You had a great comment until you didn’t want to have RUC for EVs.
So if there is enough power why were we going to spend $15 billion on Lake Onslow dam and why is gas not being used for electric generation instead of being converted to Methanol at great cost
Trevor, don’t go bringing facts and logic into these blog posts.
Lake Onslow was cover because the sun won’t shine at night and wind is not always reliable so we need to store the surplus renewable electricity so it can be available 24/7.
Muldoon signed the Methanol contract so just the normal result from National party decisions.
Lake Onslow should be happening but the muppets you worship canned it.
Nuclear is the only way forward – ask Sweden, Finland, France, Spain plus and bunch of other eurpean country all building new reactors.

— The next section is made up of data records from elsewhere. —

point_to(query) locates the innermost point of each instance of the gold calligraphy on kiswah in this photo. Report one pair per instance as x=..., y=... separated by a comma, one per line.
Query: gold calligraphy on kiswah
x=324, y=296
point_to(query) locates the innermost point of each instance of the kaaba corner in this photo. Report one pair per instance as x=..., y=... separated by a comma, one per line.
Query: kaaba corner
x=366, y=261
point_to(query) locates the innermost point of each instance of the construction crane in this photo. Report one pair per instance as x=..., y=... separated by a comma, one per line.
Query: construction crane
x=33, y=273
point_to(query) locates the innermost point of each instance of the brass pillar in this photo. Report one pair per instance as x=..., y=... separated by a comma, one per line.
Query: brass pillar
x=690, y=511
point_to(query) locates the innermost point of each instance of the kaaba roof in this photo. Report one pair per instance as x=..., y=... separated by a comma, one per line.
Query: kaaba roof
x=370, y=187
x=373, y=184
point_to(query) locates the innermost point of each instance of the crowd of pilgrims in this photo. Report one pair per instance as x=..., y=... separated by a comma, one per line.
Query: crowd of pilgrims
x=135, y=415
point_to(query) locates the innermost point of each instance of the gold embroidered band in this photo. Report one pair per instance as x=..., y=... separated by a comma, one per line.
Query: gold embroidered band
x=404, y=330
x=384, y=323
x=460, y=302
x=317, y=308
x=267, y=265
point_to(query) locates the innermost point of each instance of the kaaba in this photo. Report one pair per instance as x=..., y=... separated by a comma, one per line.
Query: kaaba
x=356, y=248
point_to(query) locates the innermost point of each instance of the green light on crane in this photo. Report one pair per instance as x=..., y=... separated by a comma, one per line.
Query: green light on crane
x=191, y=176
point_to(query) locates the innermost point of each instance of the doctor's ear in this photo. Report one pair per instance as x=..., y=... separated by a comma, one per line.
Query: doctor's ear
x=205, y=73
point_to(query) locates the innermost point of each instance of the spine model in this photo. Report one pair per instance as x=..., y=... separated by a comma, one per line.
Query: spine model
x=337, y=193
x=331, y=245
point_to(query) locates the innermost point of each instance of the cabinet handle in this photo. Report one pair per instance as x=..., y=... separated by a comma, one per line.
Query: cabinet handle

But hey, we alwyas know better…
https://world-nuclear-news.org/Articles/Roadmap-launched-for-expansion-of-nuclear-energy-i
Well it sure isn’t gas. Nuclear may well need a re think
Here’s why we are so fucked: a wind farm (hey…hello…renewable energy helloooo!) project was rejected recently. I read the report and through this phrase came up a few times: “The risk of adverse effects on long-tailed bats and avifauna”. There you have it folks – batshit crazy. Well, fuck the bats and the birds, they’ll learn to cope with it. We need that power!
Interesting that Shane Jones mentions Venezuela, whose people’s government is utilizing their fossil fuel reserves- though unfortunately is being interfered with in doing that by Jones’s zionist pedophile bosses because Venezuela doesn’t pretend ‘israel’ is a real country.